Recent headlines regarding the recent Medicaid cuts to Illinois long-term care providers only tell a portion of the dramatic story unfolding. Of course, for skilled nursing home providers, the reduction in Medicaid reimbursement is not welcome news, but ultimately no long-term care facilities will close as a result of this round of Medicaid cuts and balance sheets will remain stable. However, a little reported component of the recent budget cuts, causes worry among those who advocate for less institutional care for Illinois' older adults.
Reviewed in a prior post (here), in Illinois the Community Care Program (CCP) serves people age 60 and older and uses the Determination of Need (DON) tool to determine program eligibility and allocate services dollars. CCP is one of the largest programs of its kind in the nation, caring for 75,000 clients and growing at a fast pace (50% between 2004 and 2009).
A 2009 study prepared for the Illinois Department on Aging (which manages the program) determined that CCP is a "good deal" allowing a large number of frail oder adults at risk for nursing home placement to remain in the community at lower cost per person then if living in a nursing home. Unfortunately, the recent Medicaid cuts included raising the minimum DON score needed to access CCP, from a score of 29 to 37 (out of a scale of 0-100). Based upon utilization statistics published in 2009, approximately 22% of CCP clients will be no longer be eligible for this entitlement program. If I were a betting man, I would put money on the likelihood that a lawsuit will be filed any day to prevent IDoA from implementing this change by providers belonging to the Life Services Network and the Health Care Council of Illinois. For elder care service providers, who cannot afford to provide uncompensated care, they can only offer best wishes and empathy to those older adults for whom these services are vital.
Meanwhile, research reported in the June edition of Health Affairs magazine reveals a disturbing trend of older adults being placed in "observation" status when in a hospital rather then being admitted.
the ratio of observation stays to inpatient admissions increased 34 percent [emphasis added], from an average of 86.9 observation stay events per 1,000 inpatient admissions per month in 2007 to 116.6 in 2009
To qualify for the Medicare covered stay in a skilled nursing facility, a Medicare enrollee must spend at least three consecutive midnights (i.e. the three-day rule) as an admitted inpatient in a hospital.
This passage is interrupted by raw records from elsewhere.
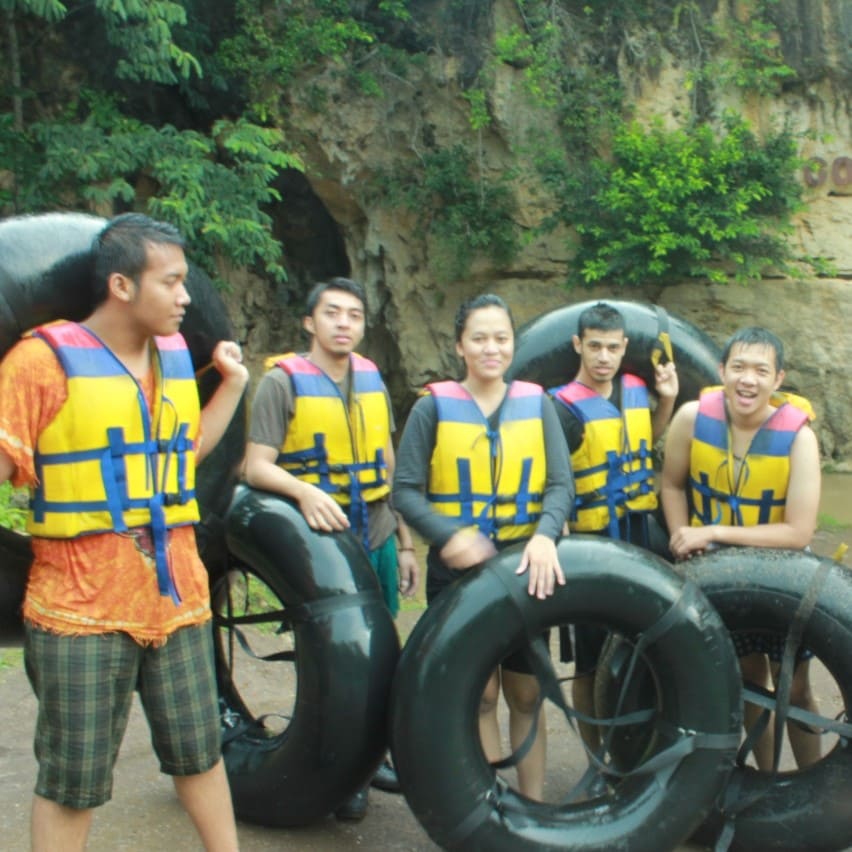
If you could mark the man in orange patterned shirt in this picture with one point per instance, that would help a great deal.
(101, 421)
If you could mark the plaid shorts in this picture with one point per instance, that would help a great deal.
(85, 686)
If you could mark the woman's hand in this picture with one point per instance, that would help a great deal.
(467, 548)
(687, 542)
(540, 558)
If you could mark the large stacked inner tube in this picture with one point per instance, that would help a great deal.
(346, 648)
(755, 589)
(762, 590)
(459, 640)
(545, 354)
(45, 264)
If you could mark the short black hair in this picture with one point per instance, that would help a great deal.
(347, 285)
(755, 335)
(122, 246)
(601, 317)
(484, 300)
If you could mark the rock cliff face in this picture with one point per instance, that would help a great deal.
(345, 227)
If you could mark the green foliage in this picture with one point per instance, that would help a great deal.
(214, 188)
(13, 513)
(752, 59)
(142, 30)
(675, 204)
(560, 71)
(276, 46)
(466, 217)
(479, 115)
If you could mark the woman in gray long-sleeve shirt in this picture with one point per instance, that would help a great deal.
(483, 464)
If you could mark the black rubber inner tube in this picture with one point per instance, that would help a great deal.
(326, 594)
(459, 640)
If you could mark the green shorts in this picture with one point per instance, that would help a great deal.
(386, 566)
(85, 686)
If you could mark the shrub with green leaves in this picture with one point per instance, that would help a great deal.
(671, 204)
Observation stays in a hospital are not sufficient to qualify for a Medicare covered stay in a long term care facility.
These unfavorable trends reflect the increasing pressure on government budgets and health care providers as they struggle to cope with a rapidly aging population. Regardless of whether cost containment measures are instituted by providers or legislators, the net effect on older adults and on those who who care for them are the same: you are on your own.